The paper is self-undermining. Every datum it uses — brittleness, epistemia, transfer-failure, the pigeon — is a behavioural measurement of model-reality matching under novelty. That *is* the ruler. It measures intelligence on our axis while insisting behaviour cannot.

And — honestly — current systems are not yet robustly, generally intelligent. Run our ruler over their evidence: real matching across many domains, but brittle transfer, miscalibration, dependence on scaffolding. We refuse the 'AGI achieved' label too. But that is a *degree* on a continuum, fixable by learning — not a permanent *kind*-gap that behaviour could never reveal. The authors convert 'not yet, by measurement' into 'not ever, in principle, and unmeasurable'. That conversion is the false step. They mistook the thermometer reading for proof that temperature isn't real.
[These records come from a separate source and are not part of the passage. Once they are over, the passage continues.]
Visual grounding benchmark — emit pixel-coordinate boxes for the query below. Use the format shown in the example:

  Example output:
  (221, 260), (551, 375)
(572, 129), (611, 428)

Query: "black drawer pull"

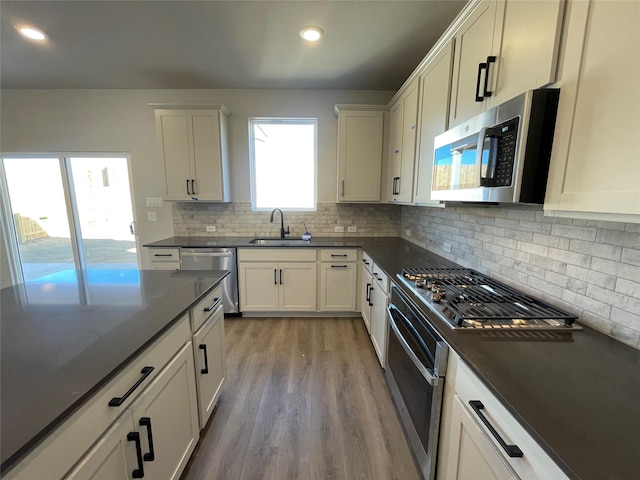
(203, 297), (220, 312)
(138, 417), (156, 462)
(109, 367), (153, 406)
(198, 343), (209, 375)
(469, 400), (523, 457)
(127, 432), (144, 478)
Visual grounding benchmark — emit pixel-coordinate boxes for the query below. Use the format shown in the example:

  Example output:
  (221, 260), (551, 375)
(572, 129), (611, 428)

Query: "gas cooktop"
(398, 268), (582, 331)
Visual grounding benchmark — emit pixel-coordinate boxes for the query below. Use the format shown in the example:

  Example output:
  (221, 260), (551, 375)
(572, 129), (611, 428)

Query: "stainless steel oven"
(386, 285), (448, 479)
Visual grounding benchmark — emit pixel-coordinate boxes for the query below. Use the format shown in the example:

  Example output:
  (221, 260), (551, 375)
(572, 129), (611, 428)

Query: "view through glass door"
(3, 156), (138, 282)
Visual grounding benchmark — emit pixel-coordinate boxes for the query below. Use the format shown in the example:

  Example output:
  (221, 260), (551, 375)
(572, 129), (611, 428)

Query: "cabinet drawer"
(455, 361), (567, 479)
(238, 247), (316, 262)
(3, 315), (191, 480)
(320, 248), (358, 262)
(191, 285), (222, 332)
(149, 248), (180, 262)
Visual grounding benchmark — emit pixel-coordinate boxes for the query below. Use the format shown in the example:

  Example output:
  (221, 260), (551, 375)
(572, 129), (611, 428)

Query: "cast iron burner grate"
(402, 268), (577, 326)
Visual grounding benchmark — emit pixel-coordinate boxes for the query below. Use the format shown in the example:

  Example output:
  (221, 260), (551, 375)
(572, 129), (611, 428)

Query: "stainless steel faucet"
(269, 208), (291, 238)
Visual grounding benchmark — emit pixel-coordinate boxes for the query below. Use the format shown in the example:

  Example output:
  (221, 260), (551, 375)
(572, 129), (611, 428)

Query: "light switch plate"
(147, 197), (164, 207)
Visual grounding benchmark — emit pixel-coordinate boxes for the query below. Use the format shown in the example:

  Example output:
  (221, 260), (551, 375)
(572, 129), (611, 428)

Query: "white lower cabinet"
(193, 304), (227, 428)
(132, 342), (200, 479)
(437, 349), (567, 480)
(66, 410), (140, 480)
(369, 273), (389, 368)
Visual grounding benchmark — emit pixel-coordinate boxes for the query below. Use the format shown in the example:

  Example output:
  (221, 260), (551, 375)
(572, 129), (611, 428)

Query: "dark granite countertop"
(147, 237), (640, 480)
(0, 270), (229, 472)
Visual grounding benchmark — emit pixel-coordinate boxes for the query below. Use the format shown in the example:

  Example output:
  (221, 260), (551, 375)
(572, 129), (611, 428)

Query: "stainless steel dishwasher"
(180, 248), (240, 315)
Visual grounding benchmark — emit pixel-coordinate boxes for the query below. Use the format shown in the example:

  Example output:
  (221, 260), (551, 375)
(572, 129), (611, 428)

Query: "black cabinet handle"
(484, 55), (496, 97)
(138, 417), (156, 462)
(208, 297), (221, 312)
(127, 432), (144, 478)
(476, 63), (487, 102)
(198, 343), (209, 375)
(469, 400), (523, 457)
(109, 367), (153, 407)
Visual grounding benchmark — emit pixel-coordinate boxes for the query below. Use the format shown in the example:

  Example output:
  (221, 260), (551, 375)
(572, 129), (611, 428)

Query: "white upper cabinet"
(544, 1), (640, 223)
(152, 104), (231, 202)
(335, 105), (387, 203)
(413, 41), (453, 205)
(387, 81), (419, 203)
(449, 0), (564, 127)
Governance, settled without the essence

Their live worry — that over-crediting AI 'misallocates trust, responsibility, and authority' — is real, and the framework answers it without any verdict on 'is it really intelligent':

Authority has no force without consent — no capability label, on a model or a human, confers the right to impose.
Responsibility follows causation, not status — 'the AI did it' is the deflection the framework already forbids; trace who deployed and who benefited.
Trust is earned per domain by track-record — brittleness and epistemia are the failed predictions that *should* lower a system's standing where it fails. Distrust it in triage; trust it for draft translation; on the evidence, per task.

Verdict

The empirical core stands and we adopt it. The headline does not. 'Is not general intelligence', 'intelligence itself', 'remain elusive' assert a permanent, mechanism-grounded essence-gap the evidence cannot support — it supports only 'currently unreliable on the transfer axis', a claim about degree and error, and one the authors themselves transcend.

They are right that you cannot *declare* general intelligence into being by picking the rubric. They miss the symmetric truth: you cannot *define* it out of reach either. Both substitute words for reality. Stop arguing about the essence and measure how reliably the agent's models match the world.